Sí, lo sé. Soy un puto desastre. Pero un desastre bonito.
Me paso el día viajando en un coche de un trabajo a otro. No tengo tiempo de ver a mis amigos, y apenas unos minutos para charlar por teléfono. Acabo el día con un millón de whatsApp sin leer, que luego doy por leídos y no me entero de nada.
A veces me da por llorar, mucho. De la presión, de los agobios, del no tener tiempo. ¿A quién se lo cuento? Ya a nadie. Supongo que volver a ser la que era antes tendrá sus ventajas. La parte buena de no contar tus cosas es que puedes hacer como que no te pasa nada y nadie se enterará. La parte mala... bueno, se soluciona siempre con agua salada.
Ya he decidido dejar de preocuparme por quien no se preocupa por mí. He decidido dejar de estar encima de la gente que ni siquiera me pregunta cómo estoy. A veces una también se cansa de dar sin recibir. El corazón necesita recargar amor para poder seguir dándolo.

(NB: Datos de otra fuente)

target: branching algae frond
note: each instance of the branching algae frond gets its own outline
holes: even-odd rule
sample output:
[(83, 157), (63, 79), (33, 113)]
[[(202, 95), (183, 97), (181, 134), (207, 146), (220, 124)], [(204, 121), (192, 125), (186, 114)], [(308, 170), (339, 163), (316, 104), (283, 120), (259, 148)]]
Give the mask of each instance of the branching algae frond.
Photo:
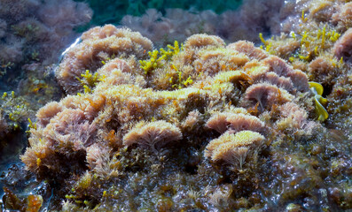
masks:
[(325, 121), (329, 117), (329, 114), (322, 104), (325, 104), (327, 100), (322, 96), (323, 95), (323, 86), (317, 82), (309, 82), (310, 90), (315, 95), (314, 102), (316, 104), (316, 110), (317, 114), (317, 120)]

Vuelvo a ser como el viento que va de aquí para allá. Sin más, sin menos.
Y sí, quizás nadie nunca llegue a soportar este caos que soy, pero ya no me importa. De repente un día te levantas y todo lo que ayer era prioritario hoy ha dejado de serlo: Personas, cosas, lugares...
A veces las personas sanamos con el tiempo. Yo sano con los viajes.

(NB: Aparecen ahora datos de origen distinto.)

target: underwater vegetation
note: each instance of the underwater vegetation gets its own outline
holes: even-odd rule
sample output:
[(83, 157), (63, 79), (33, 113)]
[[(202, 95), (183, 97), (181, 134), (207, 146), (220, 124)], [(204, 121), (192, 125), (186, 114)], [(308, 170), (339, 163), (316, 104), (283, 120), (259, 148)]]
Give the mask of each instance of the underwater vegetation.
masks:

Ya hace un tiempo aprendí a quererme por encima de todo. Hoy, cansada y destrozada anímicamente, le digo hola a la chica que me devuelve la mirada triste delante del espejo, sabiendo que las decisiones importantes siempre traen cambios grandes, pero en su mayoría para bien.
Hola chica de los ojos vidriosos, tu y yo contra el mundo, ¿vale?